Colorways/colourways are the range of colours in which yarns are available. (The internet reliably informs me that the word is also used to describe the colours in which clothing products are available, but we're going to focus on yarn here.)
Yarns come in a massive array of shades and hues, and manufacturers often give their colourways unique names that don't necessarily spell out what colour we're actually talking about. The Texas-based yarn company Madelinetosh offers its yarns in colourways such as Edison Bulb (a bright neon yellow) and Molly Ringwald (it's pink, get it?). Other companies — Noro is one example — don't really name their colourways, but give them ID numbers instead.

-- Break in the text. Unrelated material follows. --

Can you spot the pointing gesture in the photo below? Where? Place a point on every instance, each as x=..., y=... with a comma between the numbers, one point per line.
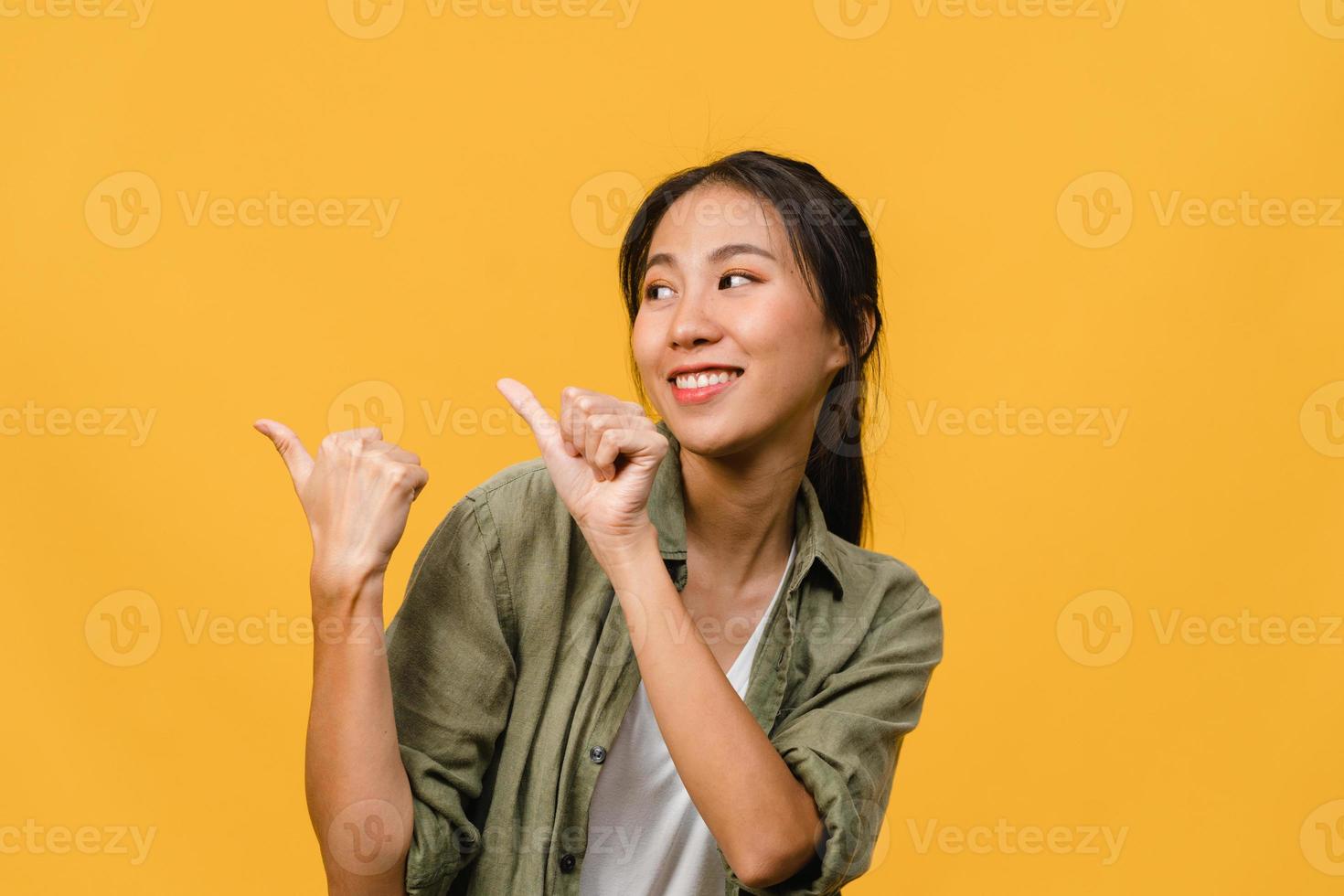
x=603, y=455
x=357, y=496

A colourway is also not necessarily confined to one single colour; variegated yarn weaves multiple hues into a ball or skein, and self-striping yarns are designed to alternate between different colours at a consistent rate when knit over a specific width.
Hunting for colourways is one of the most fun parts of yarn shopping, provided you don't get too stressed about it. While waiting to pay at my local yarn store earlier this year, I overheard a woman telling a clerk that while they appeared to have "lemon" and "banana" yellows in a particular yarn weight, "what I really need is a sunshine yellow." Ravelry enables users to search other users' projects by colourway so they can see how finished items look in different shades. This is particularly useful when you want to see how a variegated yarn looks when knitted up.
Yarns in the same colourway can vary greatly in shade and hue depending on their dye lot. It is also difficult to gauge how a colourway will look in the flesh based on photos on a website, so be wary.
* This was a rescue of a nodeshell titled using American spelling. My writeups have always used British/Canadian spellings. Don't mind the cognitive dissonance.